Il 15 e il 16 settembre siamo andati a Trento per seguire il Poplar.

Nello Trocchia (al centro) e Chicoria (a destra). Foto di Giorgio Dalla Zeta.


1.


Più o meno a metà della pausa agostana, durante una riunione di redazione sesquipedale, Valentina se ne esce così: «Quest’anno al Poplar c’è un sacco di gente interessante. Ci andiamo?». Uno di noi – Enrico – è titubante: «Vabbè, ma modera tutto «Scomodo»… Voglio dire, niente di male eh, ma insomma si poteva anche trovare qualcun altro, soprattutto se uno ci tiene al pluralismo». Ma è l’unico, gli altri sono tutti d’accordo: vogliamo andarci per gli ospiti, chi se ne frega.


Perciò noi andiamo a Trento, e ci andiamo per ascoltare Chicoria, Nello Trocchia, Luca Romano.

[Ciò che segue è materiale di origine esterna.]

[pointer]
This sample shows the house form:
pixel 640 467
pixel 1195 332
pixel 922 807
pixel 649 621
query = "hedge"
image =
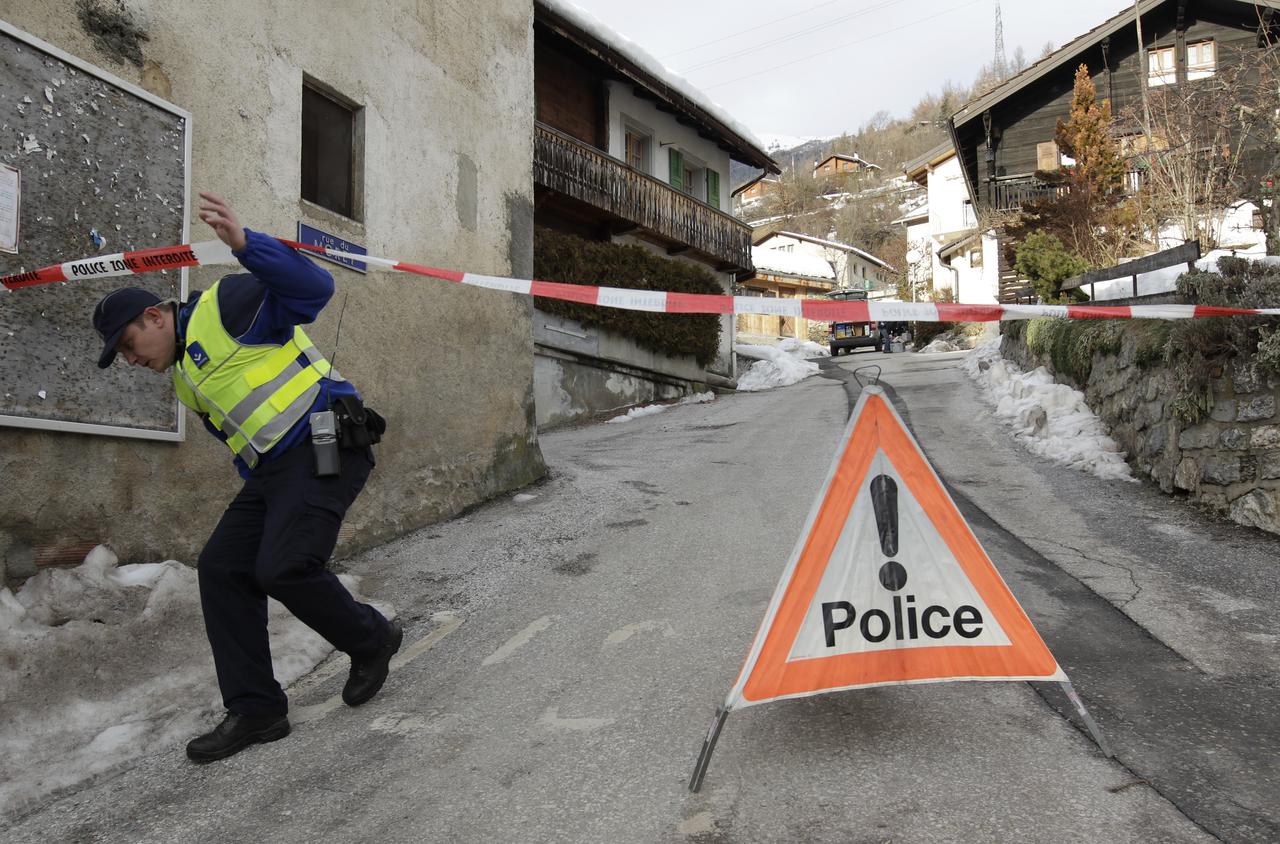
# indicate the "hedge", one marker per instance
pixel 574 260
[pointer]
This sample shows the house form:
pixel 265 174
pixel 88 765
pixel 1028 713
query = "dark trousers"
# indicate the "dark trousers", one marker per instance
pixel 274 539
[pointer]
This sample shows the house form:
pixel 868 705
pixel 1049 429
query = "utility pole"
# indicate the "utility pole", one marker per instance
pixel 1001 62
pixel 1143 78
pixel 1143 72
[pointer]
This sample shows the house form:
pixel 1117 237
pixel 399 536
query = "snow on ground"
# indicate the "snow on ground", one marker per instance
pixel 649 410
pixel 952 341
pixel 104 664
pixel 804 347
pixel 1047 418
pixel 777 366
pixel 1164 281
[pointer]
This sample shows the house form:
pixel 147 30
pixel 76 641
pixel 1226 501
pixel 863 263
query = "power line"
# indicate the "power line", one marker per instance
pixel 814 55
pixel 767 23
pixel 790 37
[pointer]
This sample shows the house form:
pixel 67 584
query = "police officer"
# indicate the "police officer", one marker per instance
pixel 242 361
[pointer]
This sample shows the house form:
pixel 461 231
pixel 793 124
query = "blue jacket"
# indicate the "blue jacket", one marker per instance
pixel 280 290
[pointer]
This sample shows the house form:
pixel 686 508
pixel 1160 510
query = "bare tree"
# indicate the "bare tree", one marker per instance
pixel 1214 141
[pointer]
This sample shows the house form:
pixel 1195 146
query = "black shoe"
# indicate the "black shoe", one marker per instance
pixel 236 733
pixel 369 674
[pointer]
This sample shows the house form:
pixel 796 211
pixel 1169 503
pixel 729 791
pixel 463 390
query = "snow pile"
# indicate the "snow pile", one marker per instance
pixel 937 346
pixel 1164 281
pixel 104 664
pixel 773 366
pixel 649 410
pixel 952 341
pixel 1050 419
pixel 804 348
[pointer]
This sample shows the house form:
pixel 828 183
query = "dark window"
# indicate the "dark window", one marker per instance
pixel 329 151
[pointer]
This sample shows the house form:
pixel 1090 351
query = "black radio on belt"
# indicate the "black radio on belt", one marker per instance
pixel 347 424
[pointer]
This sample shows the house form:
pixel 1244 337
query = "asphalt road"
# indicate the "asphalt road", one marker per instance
pixel 566 653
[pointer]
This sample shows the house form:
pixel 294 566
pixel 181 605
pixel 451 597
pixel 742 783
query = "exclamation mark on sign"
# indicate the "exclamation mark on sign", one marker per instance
pixel 885 502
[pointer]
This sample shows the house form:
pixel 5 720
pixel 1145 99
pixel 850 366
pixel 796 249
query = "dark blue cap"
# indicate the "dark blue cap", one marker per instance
pixel 113 315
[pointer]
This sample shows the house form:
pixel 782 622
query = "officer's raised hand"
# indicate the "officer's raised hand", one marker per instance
pixel 220 218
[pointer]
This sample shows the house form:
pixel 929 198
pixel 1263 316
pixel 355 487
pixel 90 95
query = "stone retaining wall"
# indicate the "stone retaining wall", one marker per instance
pixel 1229 460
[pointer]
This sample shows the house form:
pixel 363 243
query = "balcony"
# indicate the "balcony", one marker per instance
pixel 566 165
pixel 1011 195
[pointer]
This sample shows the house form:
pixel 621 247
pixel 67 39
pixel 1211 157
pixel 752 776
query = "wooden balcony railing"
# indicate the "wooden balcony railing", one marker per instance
pixel 579 170
pixel 1011 195
pixel 1014 192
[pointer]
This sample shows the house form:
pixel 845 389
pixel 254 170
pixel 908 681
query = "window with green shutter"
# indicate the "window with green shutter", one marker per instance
pixel 677 169
pixel 712 187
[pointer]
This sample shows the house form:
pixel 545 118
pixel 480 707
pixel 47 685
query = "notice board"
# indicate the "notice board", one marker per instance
pixel 101 167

Qualche parola sul noi. Siamo: Giorgio, Alessandro ed Enrico. Giorgio è qui per fotografare, fare video e, dice, perché non è ancora stato all’Abbazia della birra (che, scopriamo, è un delizioso beer shop) e gli sembra un peccato perdere l’occasione. Alessandro vuole vedere Luca Romano e lo Sgargabonzi, «il migliore scrittore comico italiano». Proviamo a dissuaderlo: ci sono così tanti panel interessanti, così tante persone da ascoltare: lo Sgargabonzi può sempre andarselo a vedere un altro giorno. E poi che accidenti di nome è “Sgargabonzi”? No, non ci vogliamo andare. Ma non c’è verso: la macchina è sua, decide lui. Enrico invece vuole rivedere gli affreschi del Romanino e il Ciclo dei Mesi di Wenceslao, e poi sa un po’ di carcere e gli piacerebbe scambiare due parole con Nello Trocchia. Al Castello del Buonconsiglio però ci andrà da solo: la macchina è di Alessandro, decide lui.


Ma divaghiamo. Quello che intendevamo dire è che al Poplar ci siamo venuti per ragioni diverse ma con l’intento comune di passare un paio di giornate piacevoli: conoscere delle persone, dei giornalisti esperti, dei bravi comici – almeno secondo Alessandro, noi restiamo poco convinti.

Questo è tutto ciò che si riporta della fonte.